You dragged your feet a little because it had been a long morning already and you were a bit tired from a morning of many different, necessary parts that, still, had not taken you to touch clay. You checked your email, and perked up to discover that someone made a purchase from your pottery website. You immediately packed up the order to ship, printed up a postage label, and put out the package before the mail carrier arrived. You had lunch, did dishes, made the beds, put in a laundry, and at last, you went downstairs to the studio.  You had been thinking about covered jars on and off all weekend, and you had spent a lot of time considering where you might sell them.

In the studio, you needed to prepare the clay for the next couple of days of wheel work. You checked the chart you'd formulated over time, noted the amounts of clay you would need to weigh out for those jars and lids, and weighed the clay portions on the gram scale. You kneaded the individual pieces to rid them of air bubbles, and bagged it all up to keep it moist and ready for Tuesday morning. You didn't start at the wheel yet, since you hadn't cleaned up last week's glaze area mess. You wanted to clean all that up before you would be walking around the pottery studio during the course of the wheel work, raising nasty glaze dust. 

You went back over the glaze area with sponge and mop. You wore a mask because the glaze spatters on table and floor dried to a powder that's bad for your lungs. You stowed the glaze buckets under the table and washed brushes and glaze stirrers you missed at the end of last week when you were kind of fried after glazing pots for 2 1/2 days. You noted which glaze bucket needed refilling and checked the recipe and the ingredient storage to make sure you had all the powders and colorants you would need when you'll come around to making glaze again in a week. You added the ingredients to a list for the next order from Ceramic Supply.

It was 5:30, and you hadn't made a single new clay vessel on the wheel.
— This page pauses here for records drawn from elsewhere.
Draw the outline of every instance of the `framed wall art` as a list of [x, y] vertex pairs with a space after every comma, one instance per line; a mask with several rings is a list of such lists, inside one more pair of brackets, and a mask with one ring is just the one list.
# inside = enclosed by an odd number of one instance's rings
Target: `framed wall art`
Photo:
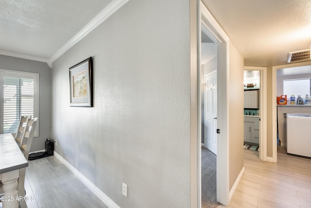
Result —
[[92, 57], [69, 68], [70, 106], [93, 107]]

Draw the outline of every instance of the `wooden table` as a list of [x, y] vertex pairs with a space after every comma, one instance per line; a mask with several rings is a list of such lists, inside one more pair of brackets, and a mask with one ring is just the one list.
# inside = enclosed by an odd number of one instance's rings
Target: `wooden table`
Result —
[[3, 208], [18, 207], [17, 179], [19, 170], [28, 166], [19, 147], [11, 133], [0, 134], [0, 175], [4, 195]]

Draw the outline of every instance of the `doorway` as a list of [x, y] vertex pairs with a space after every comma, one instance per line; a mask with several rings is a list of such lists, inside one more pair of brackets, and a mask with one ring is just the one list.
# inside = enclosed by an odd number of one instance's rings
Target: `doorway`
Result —
[[217, 202], [217, 44], [202, 24], [201, 38], [201, 86], [202, 147], [201, 153], [202, 208]]
[[[267, 101], [265, 99], [267, 97], [267, 67], [256, 66], [244, 66], [244, 70], [250, 72], [258, 72], [259, 74], [256, 76], [259, 78], [258, 82], [256, 83], [259, 86], [259, 159], [261, 160], [267, 160]], [[252, 74], [252, 73], [251, 73]], [[244, 78], [245, 79], [245, 78]], [[254, 80], [253, 80], [254, 81]], [[253, 81], [255, 82], [255, 81]], [[255, 83], [254, 83], [255, 84]], [[246, 87], [247, 88], [247, 87]], [[245, 89], [245, 88], [244, 88]], [[250, 111], [246, 111], [249, 112]], [[257, 111], [254, 111], [254, 114], [257, 114]], [[245, 113], [244, 113], [245, 114]], [[253, 115], [252, 113], [251, 115]], [[250, 127], [251, 129], [251, 127]], [[245, 129], [244, 129], [245, 130]]]
[[[225, 31], [218, 24], [216, 20], [208, 11], [202, 2], [200, 2], [199, 13], [199, 22], [198, 28], [198, 39], [201, 40], [201, 30], [216, 43], [217, 46], [217, 83], [218, 88], [217, 91], [217, 109], [221, 109], [217, 111], [217, 165], [216, 165], [216, 195], [217, 201], [224, 205], [227, 205], [230, 201], [229, 190], [229, 141], [228, 135], [228, 119], [227, 96], [227, 76], [228, 71], [229, 57], [229, 38]], [[201, 29], [202, 28], [202, 29]], [[202, 86], [201, 79], [202, 76], [201, 70], [201, 41], [198, 41], [198, 47], [199, 49], [198, 54], [198, 65], [197, 73], [197, 84], [198, 95], [202, 95]], [[214, 69], [215, 70], [216, 69]], [[202, 99], [199, 96], [198, 102], [200, 106], [198, 111], [198, 124], [202, 123], [202, 111], [201, 103]], [[197, 206], [201, 207], [201, 143], [202, 129], [201, 125], [198, 126], [198, 136], [197, 137]]]

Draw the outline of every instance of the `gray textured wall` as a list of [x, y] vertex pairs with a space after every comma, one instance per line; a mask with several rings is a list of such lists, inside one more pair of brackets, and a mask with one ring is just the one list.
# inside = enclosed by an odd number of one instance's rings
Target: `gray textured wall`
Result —
[[[121, 207], [190, 206], [189, 4], [129, 1], [53, 63], [55, 151]], [[70, 107], [90, 56], [94, 107]]]
[[51, 69], [46, 63], [0, 55], [0, 68], [39, 74], [39, 136], [35, 137], [30, 151], [44, 150], [51, 138]]

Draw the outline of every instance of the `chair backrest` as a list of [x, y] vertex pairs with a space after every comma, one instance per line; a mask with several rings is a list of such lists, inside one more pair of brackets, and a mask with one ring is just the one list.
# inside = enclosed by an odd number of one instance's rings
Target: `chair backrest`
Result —
[[28, 160], [29, 151], [33, 143], [34, 134], [37, 125], [38, 118], [35, 118], [28, 121], [26, 126], [26, 130], [23, 135], [23, 138], [20, 143], [20, 150], [24, 153], [24, 156]]
[[20, 141], [21, 141], [24, 134], [24, 132], [26, 129], [26, 126], [28, 123], [28, 121], [31, 118], [31, 115], [23, 115], [20, 116], [19, 124], [17, 127], [17, 130], [15, 134], [14, 138], [18, 145], [20, 145]]

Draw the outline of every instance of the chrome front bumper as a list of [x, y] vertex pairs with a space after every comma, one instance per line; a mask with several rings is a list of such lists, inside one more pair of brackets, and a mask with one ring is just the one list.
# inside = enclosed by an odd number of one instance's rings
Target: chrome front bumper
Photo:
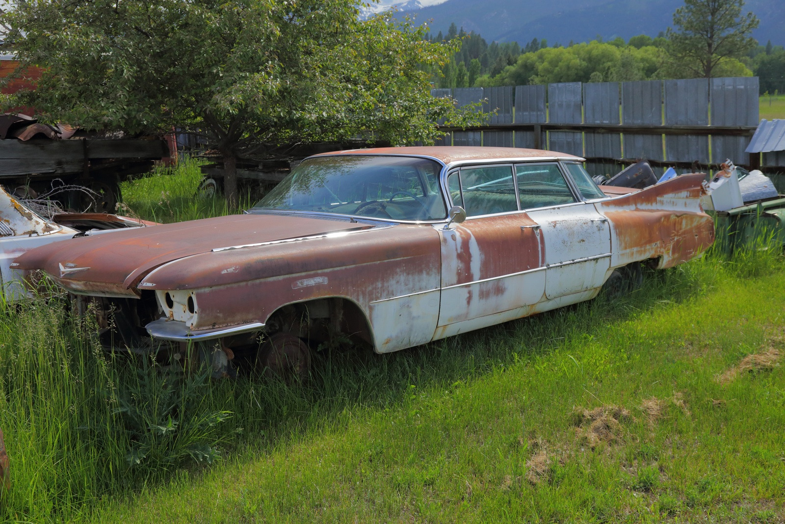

And you were ready to call it a day. You were tired, though getting paid for today's work would not come till you sell the pots you prepared the studio for, and which you will begin making tomorrow. You started to ponder sales again, as you do several times a day. You noticed the day was still light and knew it would be good to get outside and away from dust, computer, and business plans, so you called someone at 5:30 to say "Let's walk." She said, "I'm too tired. I worked today."

You went for a walk by yourself, going over the design for tomorrow's jars in your head as you went.